________________ CM . . . . Volume XIV Number 14 . . . . March 7, 2008


Innercity Girl Like Me.

Sabrina Bernardo
Toronto, ON: HarperCollins, 2008.
293 pp., pbk., $15.99.
ISBN 978-0-00-639440-2.

Grades 9 and up / Ages 14 and up.

Review By Ian Stewart.

**** /4


"Darrel, listen, man I'm sorry. I meant no disrespect, bro. I'm tripping out on acid."

"It takes two," Darrel said solemnly. "I didn't fuck her. We didn't fuck at lot. Only tonight, tonight was the only time, bro. I feel like such an ass."

"Well you should," I said. I couldn't help but interfere. "You know what, Omar? You're a guy, I'm a guy, and guys think with their dicks. But Amanda, she should have known better," Darrel said.

"Dicks before chicks?" Omar asked him.

"Bros before hos," Darrel said.

"G's up and hos down," Omar concluded. They exchanged the Diablos' handshake. I stood back feeling sick.

I looked up at him but I didn't see Darrel McKay, my friend from the old school or Gina's kid brother who talked to me like he was my own. This was not my boyfriend, my lover, and my confidant. I saw a savage gang member; a replica of his gang-member father who abused his wife for years. He was nothing more to me than a low-life Central piece of drug dealing shit. Whatever happened to being solid, I thought to myself.

Originally from Winnipeg, first time novelist Sabrina Bernardo explores the ugly core of her former city's inner-city gang culture. With searing brutality, and unflinching honesty, Bernardo's expletive laced work has a seldom seen authenticity. Some will be offended by the language, the explicit sex, the drug use and the lack of humanity shown by these young men and women; however, it's worth the risk.
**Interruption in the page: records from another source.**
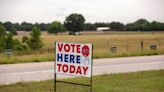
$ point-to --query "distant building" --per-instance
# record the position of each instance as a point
(100, 29)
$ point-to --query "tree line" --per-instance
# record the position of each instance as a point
(73, 23)
(139, 25)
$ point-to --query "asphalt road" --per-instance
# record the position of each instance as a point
(13, 73)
     The novel’s focus on the lives of the teenage girls who become involved in inner-city gang culture makes the book particularly valuable to teachers, social-service workers, university and high school students, whether they live or work in the inner-city or the suburbs. As a sociological study of dysfunctional families and the lives of young women, it compares favourably with Adrien LaBlanc's masterful longitudinal study of inner-city life in New York, Random Family: Love, Drugs, Trouble and Coming of Age in the Bronx (2003).
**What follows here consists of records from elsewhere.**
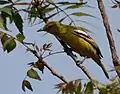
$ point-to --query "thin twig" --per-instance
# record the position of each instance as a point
(115, 58)
(53, 54)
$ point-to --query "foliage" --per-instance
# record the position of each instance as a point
(42, 11)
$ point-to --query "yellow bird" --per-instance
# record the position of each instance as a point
(78, 40)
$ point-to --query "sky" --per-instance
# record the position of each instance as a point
(14, 65)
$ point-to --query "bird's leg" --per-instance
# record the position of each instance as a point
(81, 62)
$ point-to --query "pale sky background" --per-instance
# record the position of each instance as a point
(14, 66)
     Maria, the book's main character, lives around Central Park, formerly a lovely downtown area just north of Winnipeg's famous Portage Avenue, but now a hub of gang activity studiously avoided by honest citizens after dark. Her life story is pretty common for inner-city youths: poverty, dysfunctional family, lack of parental supervision and positive social values, peer group pressures and teachers who give up too easily on their students. School and a future of minimum wage jobs don't hold much allure for Maria and her friends.

     She's becomes a member of the Diablos, at 13, and is given the name G-Child. The gang provides her with an image of well-being and power. She soon moves into an apartment with the girls in the gang who become her surrogate sisters, and they enjoy the easy life of petty criminals suffused with drugs, alcohol and casual sex. The gang protects them from random street violence, and she dedicates herself to fighting the Diablos hated North End rivals, the Street Ryders. She soon comes to realize that women in the male dominated world of gangs are little more than "hos" to be passed from gang member to gang member and who are expected to accept being beaten for arguing with their "man" or just because he's "pissed-off " at something. Her virtual family breaks down as it starts to make money dealing crack-cocaine for Winnipeg's bike gangs. Money becomes everything, and gang leaders ally themselves with its former rivals to secure more of the drug trade. Her friends become addicts and accept being "pimped-out" by their boyfriends to feed their habits. Maria knows she has to get out of Winnipeg's gang-life. Eventually, she decides to make a break with a former gang girl who is moving to Calgary to hook-up with some friends starting up a new drug dealing operation. It's not a new life; it's the same old song replayed somewhere else.

     On reading this book, the questions that continually come to mind are: Can Maria ever save herself? Can others save her? Was she lost from the beginning? What are the chances for children living in Winnipeg's, Toronto's, Vancouver's or Regina's inner-city? Is the glass half full or half empty; is it one-quarter full or three-quarters empty or just empty?

Highly Recommended.

Ian Stewart is a resource teacher at David Livingstone School located in the heart of Winnipeg's inner-city.